“Pete and Alice in Maine is a tender, big-hearted, clear-eyed portrait of a marriage, and a family, in crisis—set during the plague years when the entire world was in crisis. As she investigates the insidious effect of lies, betrayal, fear, and anger, not to mention the mundane joys and wrenching heartaches of everyday life, Caitlin Shetterly gets to the heart of what it means to be a family.” — Christina Baker Kline, New York Times bestselling author of The Exiles
A powerful and beautifully written debut novel that intimately explores a fractured marriage and the struggles of modern parenthood, set against the backdrop of the chaotic spring of 2020.

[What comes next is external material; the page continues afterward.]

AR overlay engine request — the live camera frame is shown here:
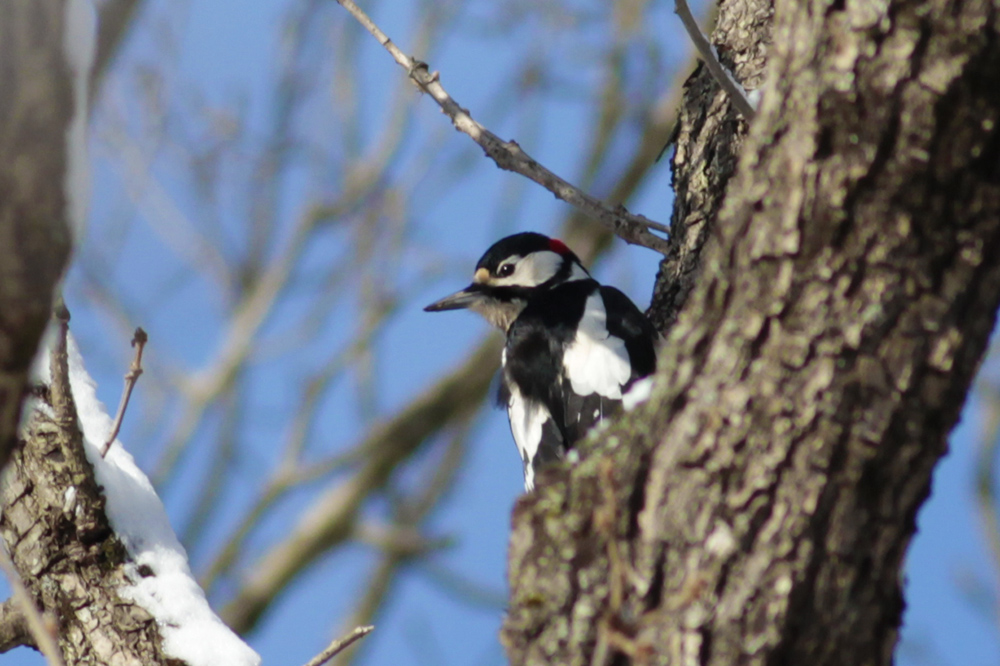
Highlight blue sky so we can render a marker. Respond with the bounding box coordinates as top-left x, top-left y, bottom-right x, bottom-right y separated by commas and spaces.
4, 0, 1000, 666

Reeling from a painful betrayal in her marriage as the Covid pandemic takes hold in New York City, Alice packs up her family and flees to their vacation home in Maine. She hopes to find sanctuary—from the uncertainties of the exploding pandemic and her faltering marriage.
Putting distance between herself and the stresses and troubles of the city, Alice begins to feel safe and relieved. But the locals are far from friendly. Trapped and forced into quarantine by hostile neighbors, Alice sees the imprisoning structure of her lifein his new predicament. Stripped down to the bare essentials of survival and tending to the needs of her two children, she can no longer ignore all the ways in which she feels limited and lost—lost in the big city, lost as a wife, lost as a mother, lost as a daughter and lost as a person.
As the world shifts around her and the balance in her marriage tilts, Alice and her husband, Pete, are left to consider if what keeps their family safe is the same thing as what keeps their family together.